Monogamy in the 21st Century (II)

Monogamy in the 21st Century (II)

Written by Alfonso Elizondo

 

 

‘Deviant’ sexual relations in humans are usually not spoken about in public but are tolerated in private, particularly in the case of males, and this has been part of the praxis of monogamy all along. However, the model of the monogamous couple has withstood the onslaughts of the free-love movements of the 60s and 70s and has removed them from center-stage. Isabella Cosse tries to explain this partial victory of monogamy in a number of ways: Among the sociological explanations there are many which speak of a confluence of factors, including the ‘neo-con’ restoration of Ronald Reagan in the 1980s which, having been accelerated by the Cold War, gradually put an end to the communal experiments of the ‘summer of love’. Another factor was the AIDS crisis, or rather the anti-sex campaign that the epidemic unleashed in the great powers and in particular in the United States.

 

Another possible side of this cultural phenomenon of ‘deviant’ sexual relations has been the explanations of evolutionary psychology, the best-known treatment of which came from husband and wife scientists: David P. Barash and Judith Eve Lipton, who, in 2002, published The Myth of Monogamy: Fidelity and Infidelity in Animals and People, where they tried to demonstrate with evidence that monogamy was a social construct that did not exist among animals. Seven years later, this couple published another book continuing on the same theme but in the reverse: that monogamy could be a strange but good bedfellow for human evolution and the survival of the species.

 

Also following this line is the idea that marriage is an arrangement that despite its rigidity has been flexible, has adapted to changes over time and has been able to assimilate  ‘subversive’ sexual expressions that may attack it. Isabella Cosse,  in her book Pareja, sexualidad y familia en los años 60,[Couple relationships, Sexuality and Family in the 60s], analyzes the shifts taking place in courtship. Although the spread  of premarital sex was initially revolting, it was soon integrated into the logic behind marriage that recommended that the candidates of both sexes ‘try it out’ in order to make a ‘better choice’ when it’s time to get married.

 

All the research on the origin of the monogamous relationship points to the link that this model of relationships has with social and economic orders, such as patriarchal domination, the identification of women as commodities and the preservation of class relations through arranged marriages between families of the same status, and even within the same family so that the family fortune would not be lost. They also ask whether it is possible that monogamy will disappear, leaving behind its patriarchal and class elements.

 

Many feminists think that monogamy is not a problem from a gender perspective. Feminists Sue Scott and Stevi Jackson of the University of York believe that since the 1970s the questioning of monogamy has lost much interest within feminist and gender thinking, both academically and in militancy.

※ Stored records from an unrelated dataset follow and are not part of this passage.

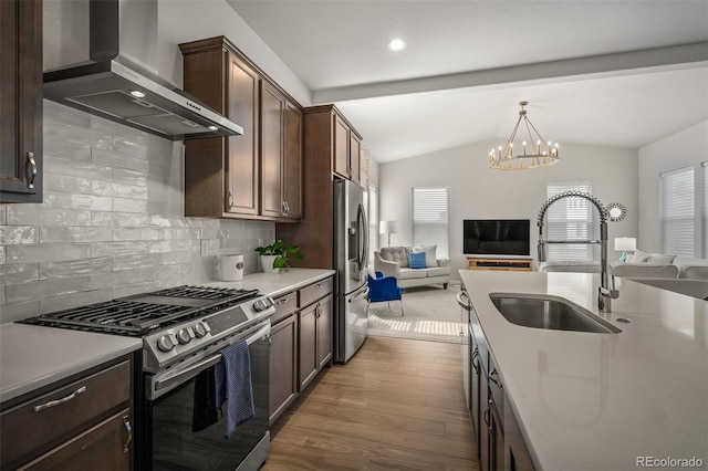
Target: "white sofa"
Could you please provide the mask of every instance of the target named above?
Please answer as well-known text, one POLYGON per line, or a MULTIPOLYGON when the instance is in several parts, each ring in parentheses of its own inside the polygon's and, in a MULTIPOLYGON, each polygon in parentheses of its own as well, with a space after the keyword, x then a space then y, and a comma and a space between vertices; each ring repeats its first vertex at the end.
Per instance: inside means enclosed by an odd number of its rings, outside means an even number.
POLYGON ((374 252, 374 269, 386 276, 395 276, 400 287, 425 286, 441 283, 447 290, 450 282, 449 260, 436 257, 436 245, 419 247, 385 247, 374 252), (425 251, 426 268, 412 269, 408 263, 408 252, 425 251))
POLYGON ((612 274, 623 278, 708 280, 708 259, 636 251, 627 262, 611 263, 612 274))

Despite criticism by feminists and the support for the institution of marriage, studies that promote same-sex marriage have become the focus of this issue.

 

On the other hand, most couples today are far from equal, according to research on the sharing of chores within heterosexual relationships. Nathalia Gherardi, director of the Latin American Team for Justice and Gender, explains that ‘Women with caregiving responsibilities spend twice as much time as men with the same responsibilities. And women living with a partner also have more care work than women living in single-mother homes. ‘

 

This disparity also occurs in couples without children and without older adults. For her part, Faur says that monogamy has been useful for the family order and especially for the maintenance of male hierarchies. It is no surprise that social customs and laws criminally penalize an ‘unfaithful’ woman, while joyfully celebrating the plurality of relationships in men. Most scholars and academics agree on the diagnosis that the future will be one of plurality. Faur says that instead of looking for a ‘middle way’ one should search for liberation and relationships that are closer to people’s needs, desires and sensibilities.

 

Although current society may have its own new political, social, economic and sexual imperatives, real progress could lie in affirming a certain model, working on the appropriateness of diversity and the possibility of living without stigma according to one’s own desires and one’s own moral conscience.

 

Addendum: In today’s society, where very different views on sexuality and on the unions between people of the same or  different sexes and a number of people participating in the new phenomenon of ‘free love’, it is necessary to analyze what will happen with monogamy in this 21st century.